Carolijn Brouwer hopes to see greater acceptance of female sailors going forward
Last Updated: 07/03/18 11:38pm
Round-the-world sailor Carolijn Brouwer insists succeeding in her sport is the best way in which she can inspire women across the globe.
Dutch sailor Brouwer is participating in her third Volvo Ocean Race and is a key member of the Dongfeng Race Team, who are second, midway through the 45,000 nautical-mile race.
The three-time Olympian was part of the all-female Team SCA crew in the last edition of the race, but says her goal this time round is simply to illustrate that women sailing at elite level is perfectly normal.
"If I can help to empower women around the world in some little way then I do," Brouwer said to mark International Women's Day on March 8.
"With Team SCA, we wanted to sail as fast as we could to get the best result, and by doing that I think we were empowering women. My goal in that race was just to sail the best we could and by doing that we would automatically inspire women.
"Now being part of a mixed group, I'm not specifically bringing the message across that we need to have women on the boats and 'look at me and this is how we are doing it'. No, by doing a job and by being an integral part of the crew we are just showing the rest of the world that it is a natural thing.

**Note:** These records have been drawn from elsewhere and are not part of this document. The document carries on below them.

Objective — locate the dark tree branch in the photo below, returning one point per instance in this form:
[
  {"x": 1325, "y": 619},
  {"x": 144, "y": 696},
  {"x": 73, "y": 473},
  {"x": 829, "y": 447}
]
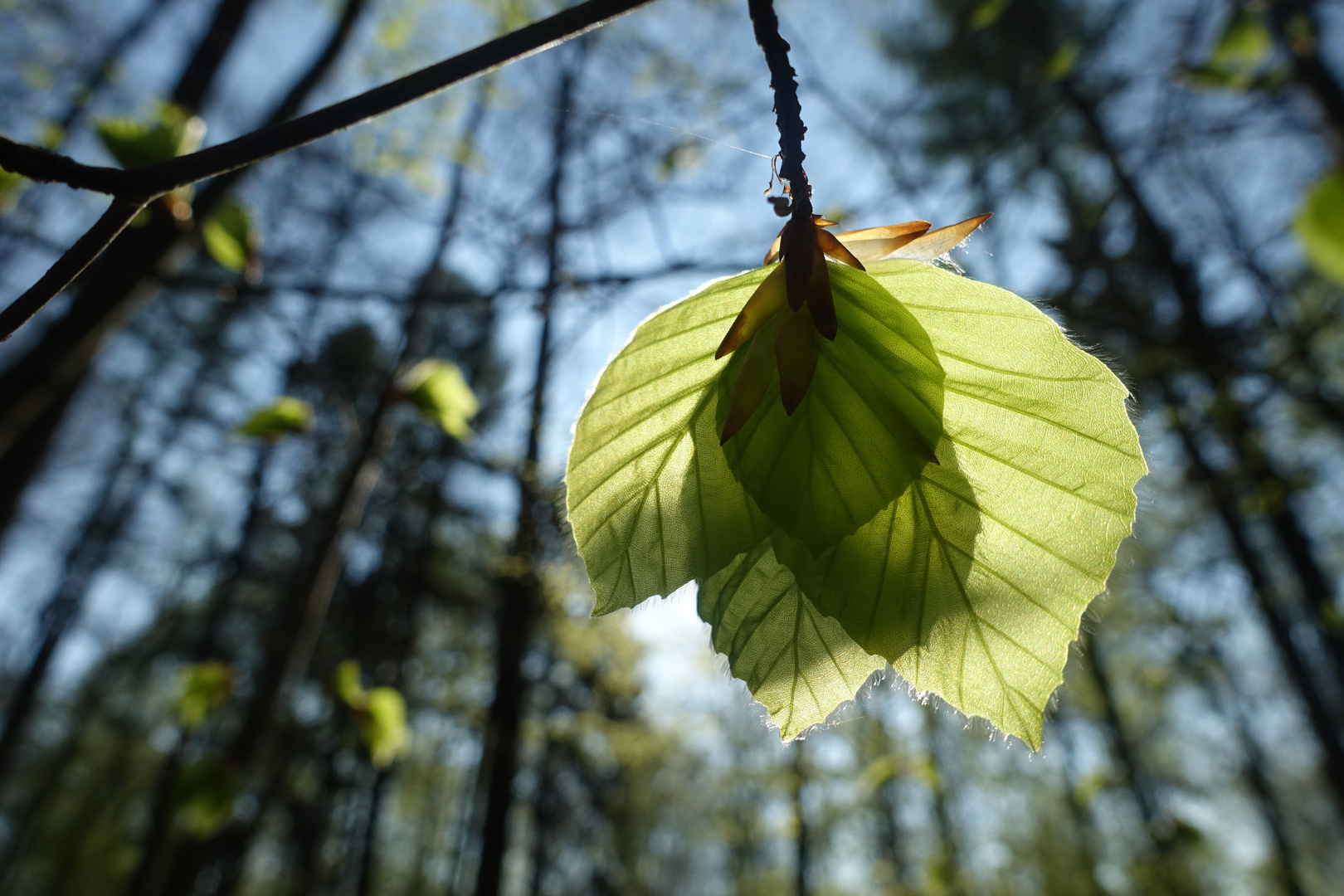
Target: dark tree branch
[
  {"x": 788, "y": 112},
  {"x": 144, "y": 184},
  {"x": 71, "y": 265}
]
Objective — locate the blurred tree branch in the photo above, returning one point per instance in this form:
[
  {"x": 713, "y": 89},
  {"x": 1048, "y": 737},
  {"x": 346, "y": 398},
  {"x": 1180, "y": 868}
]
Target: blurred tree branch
[{"x": 143, "y": 184}]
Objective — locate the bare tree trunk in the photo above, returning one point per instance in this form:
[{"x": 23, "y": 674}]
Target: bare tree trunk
[
  {"x": 519, "y": 594},
  {"x": 1255, "y": 774},
  {"x": 949, "y": 860},
  {"x": 38, "y": 387},
  {"x": 1174, "y": 872},
  {"x": 1317, "y": 713}
]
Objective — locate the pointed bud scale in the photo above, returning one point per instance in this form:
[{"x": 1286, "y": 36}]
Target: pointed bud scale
[
  {"x": 763, "y": 304},
  {"x": 936, "y": 242},
  {"x": 821, "y": 301},
  {"x": 796, "y": 246},
  {"x": 773, "y": 256},
  {"x": 796, "y": 353},
  {"x": 774, "y": 247},
  {"x": 871, "y": 243},
  {"x": 753, "y": 381},
  {"x": 836, "y": 250}
]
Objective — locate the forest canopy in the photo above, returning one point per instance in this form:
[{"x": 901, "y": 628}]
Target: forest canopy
[{"x": 347, "y": 373}]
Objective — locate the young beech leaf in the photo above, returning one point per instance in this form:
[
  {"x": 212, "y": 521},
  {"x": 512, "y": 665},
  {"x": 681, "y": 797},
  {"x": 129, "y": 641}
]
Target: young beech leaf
[
  {"x": 973, "y": 582},
  {"x": 862, "y": 433},
  {"x": 383, "y": 726},
  {"x": 205, "y": 688},
  {"x": 233, "y": 240},
  {"x": 136, "y": 143},
  {"x": 799, "y": 664},
  {"x": 650, "y": 494},
  {"x": 1320, "y": 226},
  {"x": 283, "y": 416},
  {"x": 442, "y": 395}
]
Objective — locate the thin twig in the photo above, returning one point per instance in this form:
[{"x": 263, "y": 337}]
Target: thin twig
[
  {"x": 788, "y": 112},
  {"x": 149, "y": 182},
  {"x": 166, "y": 176},
  {"x": 71, "y": 265}
]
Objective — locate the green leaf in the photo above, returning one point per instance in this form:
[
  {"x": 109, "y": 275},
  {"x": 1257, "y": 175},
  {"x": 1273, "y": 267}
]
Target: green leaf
[
  {"x": 1320, "y": 226},
  {"x": 205, "y": 796},
  {"x": 863, "y": 431},
  {"x": 650, "y": 494},
  {"x": 1239, "y": 58},
  {"x": 205, "y": 688},
  {"x": 1064, "y": 61},
  {"x": 348, "y": 685},
  {"x": 973, "y": 582},
  {"x": 986, "y": 14},
  {"x": 381, "y": 713},
  {"x": 11, "y": 186},
  {"x": 283, "y": 416},
  {"x": 442, "y": 395},
  {"x": 796, "y": 663},
  {"x": 1244, "y": 43},
  {"x": 134, "y": 143},
  {"x": 230, "y": 236},
  {"x": 383, "y": 727}
]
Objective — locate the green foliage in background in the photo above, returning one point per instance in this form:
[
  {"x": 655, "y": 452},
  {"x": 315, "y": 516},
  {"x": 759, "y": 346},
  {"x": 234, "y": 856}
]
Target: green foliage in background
[
  {"x": 134, "y": 143},
  {"x": 285, "y": 416},
  {"x": 233, "y": 240},
  {"x": 205, "y": 688},
  {"x": 205, "y": 796},
  {"x": 442, "y": 395},
  {"x": 11, "y": 186},
  {"x": 1320, "y": 226},
  {"x": 1242, "y": 56},
  {"x": 971, "y": 579},
  {"x": 381, "y": 713}
]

"I think when they introduced the compulsory mixed Nacra 17 class at the Olympics everybody was saying a girl and a boy on a boat was not going to work.
"Now that we've had the Rio Olympics (where the Nacra 17 class made its Olympic debut) nobody speaks about it anymore. It's just a normal thing and that's what I hope that this race will achieve as well.
"Mixed sailing works well. It gives a different dynamic to the teams and towards the end of the race I don't think anybody will be talking about it. It will just be a normal thing."
Brouwer is regularly seen accompanied by her seven-year-old son Kyle when she is in-port and says she feels blessed to be able to give her child a unique education and experience of life.
"He's been following me on all of my ocean sailing adventures pretty much since he was born. He was three when I did the race with SCA," Brouwer said.
"He goes to school in Australia where I am based now and his teachers are very supportive of what we do and the type of education we are giving him as a travelling child.
"I really believe Kyle will be a more complete person because of the upbringing we are giving him now than if he were to go to school every day.
"The people he meets the different cultures and little things like after we were in Cape Town he went back to school and told his class about Nelson Mandela. It's nice when I hear his teacher say the education you are giving your child is better than the education I can give him in the classroom."